What are you really after a tank that people can "play" with the fish sea world style or a nice SHOW tank to watch fish behavior?


----------



## NickMDal (May 7, 2008)

Well we are looking to maintain temporary residents only. Maybe more inverts than local fish. Even the fish we would only keep for a few weeks. Some beautiful 1-3" orange spotted sunfish and small shiners live in a nearby stream. We had one sunny last year in a small uncooled tank but I felt it was stressed living 5-10 degrees warmer than in the stream.

The hands on part is for waterscorpions, water mites, gobs of aquatic moss that grows around here that is packed with micro crustatceans (ostracods, copepods etc.). We're hoping for a temporary holding tank for local stream life that will allow us to interact with them during their short stay.


----------



## iamntbatman (Jan 3, 2008)

My impression was always that these sorts of "touch tank" displays aren't really permanent housing; they're meant to be temporary displays that are constantly monitored by the staff.

Here are your biggest problems:
-Effective filtration in water that shallow might be challenging.
-Getting good water flow, probably via powerheads, is going to be difficult to do without pushing all of your substrate to the opposite end of the tank. I think this would be even more of a problem with a sandy substrate.
-Evaporation would be a major concern.
-Without a cover, fish and other tank inhabitants might jump ship, which I think would be a serious concern with lowered water levels.

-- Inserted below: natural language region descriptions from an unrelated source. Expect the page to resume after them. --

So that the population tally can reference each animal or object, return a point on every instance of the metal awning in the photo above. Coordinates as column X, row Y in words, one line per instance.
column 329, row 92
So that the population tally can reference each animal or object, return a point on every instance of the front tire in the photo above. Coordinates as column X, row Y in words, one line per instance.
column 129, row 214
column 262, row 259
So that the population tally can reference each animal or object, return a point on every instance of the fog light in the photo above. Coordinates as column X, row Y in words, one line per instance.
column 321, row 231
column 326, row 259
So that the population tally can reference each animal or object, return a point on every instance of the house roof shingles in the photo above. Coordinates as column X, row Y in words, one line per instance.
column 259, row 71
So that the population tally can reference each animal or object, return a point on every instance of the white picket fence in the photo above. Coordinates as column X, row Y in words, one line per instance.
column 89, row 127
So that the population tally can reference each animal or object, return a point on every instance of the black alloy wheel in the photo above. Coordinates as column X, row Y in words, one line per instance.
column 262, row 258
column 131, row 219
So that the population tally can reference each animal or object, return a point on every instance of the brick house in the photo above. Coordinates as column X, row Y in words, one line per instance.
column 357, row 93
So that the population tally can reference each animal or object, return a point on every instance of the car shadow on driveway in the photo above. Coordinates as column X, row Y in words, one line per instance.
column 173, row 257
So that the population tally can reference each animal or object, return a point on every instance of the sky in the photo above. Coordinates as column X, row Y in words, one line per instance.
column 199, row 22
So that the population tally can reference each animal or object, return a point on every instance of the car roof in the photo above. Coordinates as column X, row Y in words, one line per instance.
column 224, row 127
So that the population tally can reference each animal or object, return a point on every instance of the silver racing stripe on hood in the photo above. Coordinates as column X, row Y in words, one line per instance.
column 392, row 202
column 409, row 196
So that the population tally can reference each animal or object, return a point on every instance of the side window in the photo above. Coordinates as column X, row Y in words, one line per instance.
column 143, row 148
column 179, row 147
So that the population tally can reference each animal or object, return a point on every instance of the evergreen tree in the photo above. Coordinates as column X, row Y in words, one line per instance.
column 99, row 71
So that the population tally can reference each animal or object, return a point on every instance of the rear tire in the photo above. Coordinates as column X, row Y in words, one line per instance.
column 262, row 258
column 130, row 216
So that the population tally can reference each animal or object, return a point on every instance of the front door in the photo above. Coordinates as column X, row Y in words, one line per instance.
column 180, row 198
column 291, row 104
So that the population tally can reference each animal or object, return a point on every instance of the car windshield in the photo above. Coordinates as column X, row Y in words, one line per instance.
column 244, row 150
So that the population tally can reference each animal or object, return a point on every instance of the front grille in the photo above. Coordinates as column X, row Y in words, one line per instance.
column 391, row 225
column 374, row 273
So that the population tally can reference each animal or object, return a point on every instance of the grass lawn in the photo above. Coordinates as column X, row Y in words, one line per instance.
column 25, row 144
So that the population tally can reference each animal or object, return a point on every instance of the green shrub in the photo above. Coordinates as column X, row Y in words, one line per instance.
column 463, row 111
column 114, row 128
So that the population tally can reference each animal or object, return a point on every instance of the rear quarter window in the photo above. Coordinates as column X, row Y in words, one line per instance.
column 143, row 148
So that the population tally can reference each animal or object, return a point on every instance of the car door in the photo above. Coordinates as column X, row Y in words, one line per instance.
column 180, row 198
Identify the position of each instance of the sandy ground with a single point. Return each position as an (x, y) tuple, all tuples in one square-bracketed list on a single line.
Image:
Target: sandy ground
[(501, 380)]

Just some thoughts. Is this for an educational display, or just a home aquarium?


----------



## NickMDal (May 7, 2008)

Its for home use only. We photograph most of what we collect and usually return them soon after. This is a temp setup that might contain some transient small fish that could lleap. Maybe a light cover while were out.

I'm thinking 10" side walls, 2" substrate and 6" water depth. I plan to vacuum the sand as needed.

Any suggestions about filtration?

We plan to use a cooler since our home is much warmer than the stream water. Do you think that would create much current with the pump on one end and the return on the other?


----------



## iamntbatman (Jan 3, 2008)

Maybe if you had a strong pump and a spraybar, but you might need to add powerheads to really simulate a stream's current. I think a removable cover would be a great idea.


----------